Training for 20 epochs
Epoch 0 training batch accuracy 92.00%, validation set accuracy 88.78%:
Epoch 5 training batch accuracy 86.00%, validation set accuracy 94.50%:
Epoch 10 training batch accuracy 96.00%, validation set accuracy 96.03%:


Now that the model is trained (and saved) we can feed in test data in order to perform predictions

Note that:
- The graph must always be evaluated in a session
- A new session is completely uninitialized
  - the trained weights are *not* available
- We can restore the state of a previous session, in order to obtain access to the trained model

In [0]:
with tf.Session() as sess:
  # Restore the model, do NOT re-initialize the variables with the "init" node
  saver.restore(sess, save_path)
  
  # We can now evaluate any of the model's nodes, using the trained weights
  # Perform prediction using the test set
  # Recall: the logits for each example is a vector of length, number of classes
  # To convert one vector to a prediction: find the index of the largest logit
  logits_test = logits.eval(feed_dict={X: X_test})
  print("Test logits shape: ", logits_test.shape)
  predictions_test = np.argmax(logits_test, axis=1)
  
  # Show some of the predictins
  num_to_show = 10
  print("Test predictions: \t",  predictions_test[:num_to_show])
  
  print("Test correct ?:\t ",    (predictions_test == y_test)[:num_to_show])
  
  # What is the overall accuracy ?
  acc_test = accuracy.eval(feed_dict={X: X_test, y: y_test})
  print("Test accuracy {a:3.2f}".format(a=100*acc_test))
  
  

  

# Keras version

That was very instructive (hopefully) but also a lot of detailed work.

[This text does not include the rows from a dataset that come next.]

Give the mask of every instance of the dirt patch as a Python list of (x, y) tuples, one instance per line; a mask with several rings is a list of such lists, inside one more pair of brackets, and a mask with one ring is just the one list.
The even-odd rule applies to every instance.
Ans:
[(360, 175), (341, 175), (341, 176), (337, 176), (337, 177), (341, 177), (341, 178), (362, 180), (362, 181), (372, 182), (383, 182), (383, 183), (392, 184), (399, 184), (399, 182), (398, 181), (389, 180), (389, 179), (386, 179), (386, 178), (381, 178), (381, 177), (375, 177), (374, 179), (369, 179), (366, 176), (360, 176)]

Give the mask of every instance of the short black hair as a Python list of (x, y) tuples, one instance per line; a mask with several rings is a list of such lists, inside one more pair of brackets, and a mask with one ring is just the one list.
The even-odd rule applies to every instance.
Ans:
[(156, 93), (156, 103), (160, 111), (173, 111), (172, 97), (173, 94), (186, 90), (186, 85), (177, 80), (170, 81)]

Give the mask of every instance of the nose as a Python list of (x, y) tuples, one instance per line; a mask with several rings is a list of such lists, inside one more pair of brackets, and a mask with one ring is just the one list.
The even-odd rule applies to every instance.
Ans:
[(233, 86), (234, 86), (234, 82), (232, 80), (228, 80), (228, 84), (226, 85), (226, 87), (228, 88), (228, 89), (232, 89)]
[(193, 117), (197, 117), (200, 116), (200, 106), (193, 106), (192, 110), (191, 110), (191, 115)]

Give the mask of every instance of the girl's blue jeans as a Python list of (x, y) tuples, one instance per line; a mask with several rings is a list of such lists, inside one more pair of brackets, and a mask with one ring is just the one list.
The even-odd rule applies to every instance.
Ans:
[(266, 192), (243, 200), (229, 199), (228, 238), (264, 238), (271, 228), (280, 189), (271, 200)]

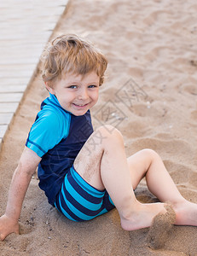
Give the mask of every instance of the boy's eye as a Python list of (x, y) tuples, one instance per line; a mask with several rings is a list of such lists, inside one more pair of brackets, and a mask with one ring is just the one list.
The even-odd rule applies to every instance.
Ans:
[(78, 87), (77, 85), (70, 85), (68, 88), (76, 89), (77, 87)]

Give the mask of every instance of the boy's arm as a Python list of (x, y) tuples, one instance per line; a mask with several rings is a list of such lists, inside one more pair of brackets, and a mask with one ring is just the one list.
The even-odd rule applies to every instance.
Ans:
[(41, 158), (26, 147), (13, 175), (5, 214), (0, 218), (0, 240), (10, 233), (19, 233), (20, 211), (32, 177)]

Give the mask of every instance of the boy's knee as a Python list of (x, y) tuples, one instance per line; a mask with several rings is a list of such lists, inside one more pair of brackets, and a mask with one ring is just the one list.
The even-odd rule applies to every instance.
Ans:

It's worthwhile studying the TensorFlow.layers to get a deeper understanding of 
- computation graph
  -definition
  - initialization
  - evaluation
- loss functions:
  - computed per example and summed
- the training loop

Over the years, many people have created higher level abstractions (e.g., `tf.layers.dense` is an abstraction that saves you the trouble of multiplying inputs by weights, adding a bias, and applying an activation) to both simplify and reduce repeated code patterns.

The Keras API is a very high level abstraction (that looks similar to `sklearn` in some regards) that simplifies things a great deal, and will be tightly integrated into TensorFlow 2.0

Let's re-implement this classification problem in Keras

## Boiler plate

Here are some of our standard imports.

Note that - `keras` and - `tensorflow.keras` are two very similar but **distinct** modules !  
- `keras` is a  [project](https://keras.io/) that is separate and distinct from TensorFlow
  - It is an API for Neural Network programming, not a library
  - The API can be implemented for many different compute engines.  TensorFlow is just one engine
  - The Keras project supplies a TensorFlow engine which is **not identical** to Google's tTensorFlow implementation
  
- `tensorflow.keras` is Google's implementation (and extension) of the Keras API

For the most part they are similar, but you can create difficulty if you mix and match.
We will deal exclusively with `tensorflow.keras`, as will be reflected in our import statements.


In [0]:
import tensorflow as tf
from tensorflow.keras.models import Model, Sequential
from tensorflow.keras import layers

from tensorflow.keras.utils import plot_model
import IPython


## Build the compuation graph in Keras

In [0]:
mnist_model = Sequential([ layers.Dense(n_hidden_1, activation=tf.nn.relu,    name="hidden1", input_shape=(input_size,)),
                           layers.Dense(n_hidden_2, activation=tf.nn.relu,    name="hidden2"),
                           layers.Dense(output_size,activation=tf.nn.softmax, name="outputs")
                         ]
                        )
    


That was easy !

We used the same conceptual layers as in the TensorFlow.layers implementation and passed them as a list to the `Sequential` model.
Note, however, that the "layers" now come from tf.keras rather than TensorFlow tf.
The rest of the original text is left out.